Tranexamic Acid Does Not Stop GI Bleeding and Should Not Be Used
High-dose intravenous tranexamic acid does not reduce mortality or rebleeding in gastrointestinal bleeding and significantly increases thromboembolic complications—it should not be used outside of clinical trials. 1, 2
Evidence Against TXA in GI Bleeding
The HALT-IT trial (2020), the largest and highest-quality study on this topic with 12,009 patients, definitively demonstrated that tranexamic acid provides no benefit in GI bleeding 2:
- No mortality reduction: Death due to bleeding occurred in 4% of both TXA and placebo groups (RR 0.99,95% CI 0.82-1.18) 2
- No reduction in rebleeding: RR 0.92 (95% CI 0.82-1.04) 3
- No reduction in need for surgery: RR 0.91 (95% CI 0.76-1.09) 1
Significant Harm from TXA
TXA increases thromboembolic events in GI bleeding patients 2, 3:
- Deep venous thrombosis: 2-fold increase (RR 2.01,95% CI 1.08-3.72) 3
- Pulmonary embolism: 78% increase (RR 1.78,95% CI 1.06-3.0) 3
- Seizures: 73% increase (RR 1.73,95% CI 1.03-2.93) 3
Guideline Recommendations
The American College of Gastroenterology explicitly recommends against high-dose IV TXA for gastrointestinal bleeding due to lack of benefit and increased thrombotic risk 1.
The British Society of Gastroenterology states that TXA use in acute lower GI bleeding should be confined to clinical trials only 4.
The European Association for the Study of the Liver provides a strong recommendation against TXA in cirrhotic patients with variceal bleeding, as it showed no benefit in controlling esophageal variceal hemorrhage and increased venous thromboembolism risk 5, 1.

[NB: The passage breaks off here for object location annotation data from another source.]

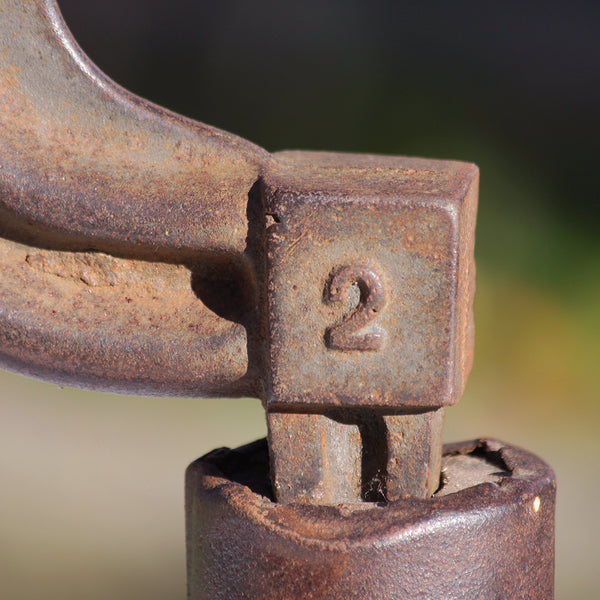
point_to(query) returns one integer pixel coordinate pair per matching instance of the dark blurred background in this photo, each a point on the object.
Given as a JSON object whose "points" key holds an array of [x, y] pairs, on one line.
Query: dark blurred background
{"points": [[92, 492]]}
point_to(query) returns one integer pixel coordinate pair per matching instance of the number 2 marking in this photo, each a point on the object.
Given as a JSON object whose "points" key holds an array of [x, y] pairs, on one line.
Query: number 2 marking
{"points": [[347, 334]]}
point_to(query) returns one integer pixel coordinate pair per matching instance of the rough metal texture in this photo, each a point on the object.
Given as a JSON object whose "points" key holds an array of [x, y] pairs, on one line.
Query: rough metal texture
{"points": [[401, 231], [132, 239], [354, 455], [144, 252], [487, 534]]}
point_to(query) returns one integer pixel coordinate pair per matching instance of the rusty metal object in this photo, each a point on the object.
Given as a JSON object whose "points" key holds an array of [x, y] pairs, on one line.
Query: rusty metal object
{"points": [[399, 234], [488, 533], [144, 252]]}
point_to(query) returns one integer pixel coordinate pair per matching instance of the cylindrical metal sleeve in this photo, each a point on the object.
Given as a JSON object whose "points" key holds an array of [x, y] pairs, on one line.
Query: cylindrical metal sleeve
{"points": [[488, 533]]}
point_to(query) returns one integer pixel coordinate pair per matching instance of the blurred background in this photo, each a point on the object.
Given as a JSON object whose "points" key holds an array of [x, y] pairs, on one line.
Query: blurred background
{"points": [[92, 484]]}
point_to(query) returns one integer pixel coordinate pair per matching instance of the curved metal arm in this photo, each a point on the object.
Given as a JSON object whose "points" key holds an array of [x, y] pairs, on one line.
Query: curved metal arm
{"points": [[87, 170]]}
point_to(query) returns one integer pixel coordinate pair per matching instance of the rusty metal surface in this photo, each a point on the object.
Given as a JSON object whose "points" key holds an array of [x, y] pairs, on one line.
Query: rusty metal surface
{"points": [[347, 455], [132, 239], [487, 534], [400, 230]]}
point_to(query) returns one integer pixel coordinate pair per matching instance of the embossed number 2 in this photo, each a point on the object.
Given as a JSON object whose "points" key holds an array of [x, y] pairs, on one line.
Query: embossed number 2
{"points": [[349, 334]]}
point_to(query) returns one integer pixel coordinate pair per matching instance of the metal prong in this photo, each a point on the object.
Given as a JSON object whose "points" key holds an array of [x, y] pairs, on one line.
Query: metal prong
{"points": [[350, 456]]}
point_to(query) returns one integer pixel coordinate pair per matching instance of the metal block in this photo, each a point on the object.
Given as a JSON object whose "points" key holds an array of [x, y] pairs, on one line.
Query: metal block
{"points": [[370, 272]]}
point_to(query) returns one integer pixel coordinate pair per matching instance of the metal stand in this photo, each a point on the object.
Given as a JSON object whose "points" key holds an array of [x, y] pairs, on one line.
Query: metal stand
{"points": [[487, 533]]}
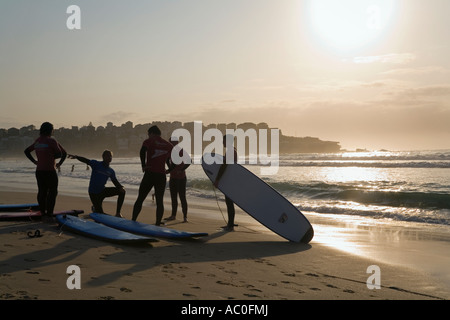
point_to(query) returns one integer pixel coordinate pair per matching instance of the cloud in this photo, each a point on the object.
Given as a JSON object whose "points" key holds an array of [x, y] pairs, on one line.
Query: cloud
{"points": [[416, 71], [392, 58], [117, 116]]}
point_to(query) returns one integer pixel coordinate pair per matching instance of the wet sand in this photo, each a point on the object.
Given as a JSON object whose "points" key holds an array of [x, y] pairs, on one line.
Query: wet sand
{"points": [[250, 263]]}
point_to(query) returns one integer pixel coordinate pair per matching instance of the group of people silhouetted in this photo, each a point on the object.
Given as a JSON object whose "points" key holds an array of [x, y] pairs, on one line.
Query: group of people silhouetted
{"points": [[155, 155]]}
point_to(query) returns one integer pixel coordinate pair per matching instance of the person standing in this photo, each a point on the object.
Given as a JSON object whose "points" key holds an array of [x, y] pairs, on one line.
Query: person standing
{"points": [[153, 154], [230, 158], [47, 150], [101, 172], [177, 183]]}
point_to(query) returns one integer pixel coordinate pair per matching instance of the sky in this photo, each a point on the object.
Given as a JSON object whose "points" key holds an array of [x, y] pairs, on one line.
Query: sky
{"points": [[369, 74]]}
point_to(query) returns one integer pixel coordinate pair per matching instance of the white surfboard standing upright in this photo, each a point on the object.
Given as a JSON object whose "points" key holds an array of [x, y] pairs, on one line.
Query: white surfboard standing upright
{"points": [[259, 200]]}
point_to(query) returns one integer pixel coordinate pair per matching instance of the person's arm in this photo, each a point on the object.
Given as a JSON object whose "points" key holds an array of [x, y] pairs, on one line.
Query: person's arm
{"points": [[63, 156], [79, 158], [222, 169], [27, 152], [142, 154]]}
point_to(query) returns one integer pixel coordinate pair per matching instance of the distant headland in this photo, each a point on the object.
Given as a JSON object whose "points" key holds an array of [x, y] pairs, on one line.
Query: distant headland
{"points": [[125, 140]]}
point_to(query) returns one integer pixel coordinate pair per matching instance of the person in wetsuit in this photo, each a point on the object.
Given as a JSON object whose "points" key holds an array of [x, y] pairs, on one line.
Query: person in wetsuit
{"points": [[101, 172], [177, 183], [230, 158], [153, 154], [47, 149]]}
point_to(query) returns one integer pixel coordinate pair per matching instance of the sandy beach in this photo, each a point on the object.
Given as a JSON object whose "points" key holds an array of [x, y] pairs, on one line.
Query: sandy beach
{"points": [[251, 263]]}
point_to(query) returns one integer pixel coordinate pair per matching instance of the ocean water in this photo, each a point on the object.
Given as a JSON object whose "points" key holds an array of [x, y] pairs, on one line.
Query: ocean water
{"points": [[390, 186]]}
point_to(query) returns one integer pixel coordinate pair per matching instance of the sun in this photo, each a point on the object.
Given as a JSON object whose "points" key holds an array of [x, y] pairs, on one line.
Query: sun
{"points": [[348, 26]]}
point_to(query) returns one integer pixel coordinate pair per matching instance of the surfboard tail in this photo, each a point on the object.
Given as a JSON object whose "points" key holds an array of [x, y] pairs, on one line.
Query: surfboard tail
{"points": [[308, 236]]}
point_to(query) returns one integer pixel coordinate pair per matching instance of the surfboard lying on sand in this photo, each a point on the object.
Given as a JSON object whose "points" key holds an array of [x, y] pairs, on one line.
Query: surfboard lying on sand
{"points": [[259, 200], [18, 207], [26, 214], [143, 228], [99, 231]]}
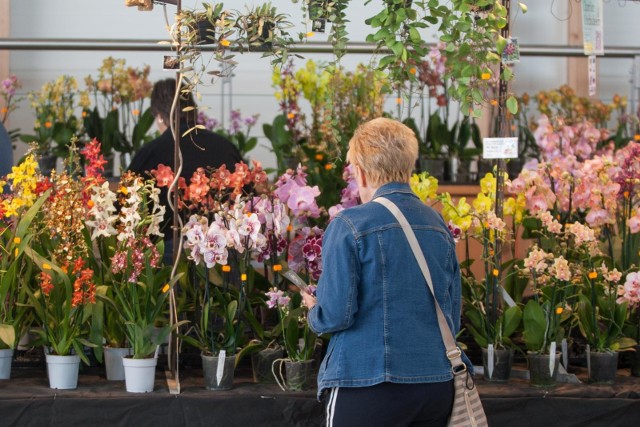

Why TXA Fails in GI Bleeding
The mechanism of GI bleeding differs fundamentally from trauma or surgical bleeding 6:
- GI bleeding involves vascular injury from ulceration, portal hypertension, or mucosal damage—not the systemic hyperfibrinolysis seen in trauma 6
- Patients with cirrhosis often have hypofibrinolytic states, making antifibrinolytics mechanistically inappropriate 5
- Historical trials showing benefit were conducted before modern endoscopic therapy and high-dose proton pump inhibitors, making them non-generalizable to current practice 4, 6
- When meta-analyses are limited to low-risk-of-bias trials, the apparent benefit of TXA disappears entirely 4
Special Populations
Variceal Bleeding in Cirrhosis
- The HALT-IT trial showed nearly 50% of patients had suspected variceal bleeding, with no benefit from TXA and concentrated thrombotic risk in patients with liver disease 5
- Standard therapy with vasoactive drugs (octreotide/terlipressin), antibiotics, and endoscopic band ligation should be used instead 1
Lower GI Bleeding
TXA should only be used within clinical trials 1, 4, as evidence is insufficient and the HALT-IT trial showed no benefit across all GI bleeding types 2.
Clinical Approach
For all GI bleeding, prioritize standard management 1:
- Resuscitation with restrictive transfusion strategy (target hemoglobin 7-9 g/dL for upper GI bleeding) 1
- Endoscopic therapy for source control 1
- High-dose proton pump inhibitors for non-variceal upper GI bleeding 4
- Vasoactive drugs and antibiotics for variceal bleeding 1
Do not use high-dose IV TXA due to lack of benefit and increased harm 1, 2, 3.
Common Pitfall
Do not extrapolate TXA's proven efficacy in trauma or surgical bleeding to GI bleeding—the pathophysiology is fundamentally different, and disease-specific evidence shows no benefit and significant harm 1, 4, 6.